Chinese transcription(s)
- • Simplified: 龙潭坪镇
- • Traditional: 龍潭坪鎮
- • Pinyin: Lóngtánpíng Zhèn
- Longtanping Town Location in China
- Coordinates: 29°40′45″N 110°09′24″E﻿ / ﻿29.67917°N 110.15667°E
- Country: China
- Province: Hunan
- city: Zhangjiajie
- County: Sangzhi County

Area
- • Total: 256 km^{2} (99 sq mi)

Population
- • Total: 18,000
- • Density: 70/km^{2} (180/sq mi)
- Time zone: UTC+8 (China Standard)
- Postal code: 427107
- Area code: 0744

= Longtanping, Sangzhi =

Longtanping Town (龙潭坪镇 (龍潭坪鎮, Lóngtánpíng Zhèn)) is an urban town in Sangzhi County, Zhangjiajie, Hunan Province, China.
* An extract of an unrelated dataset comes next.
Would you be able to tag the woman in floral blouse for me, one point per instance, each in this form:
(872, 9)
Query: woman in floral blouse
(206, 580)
==Administrative divisions==
The town is divided into 10 villages and 1 community, which include the following areas: Longtanping Community, Liujiajie Village, Zhuya Village, Yinfeng Village, Qiaotou Village, Baizhuping Village, Ganping Village, Lijiawan Village, Sanhejie Village, Maoya Village, and Yuntoushan Village (龙潭坪社区、刘家界村、竹亚村、银风村、桥头村、白竹坪村、赶坪村、李家湾村、三合街村、毛亚村、云头山村).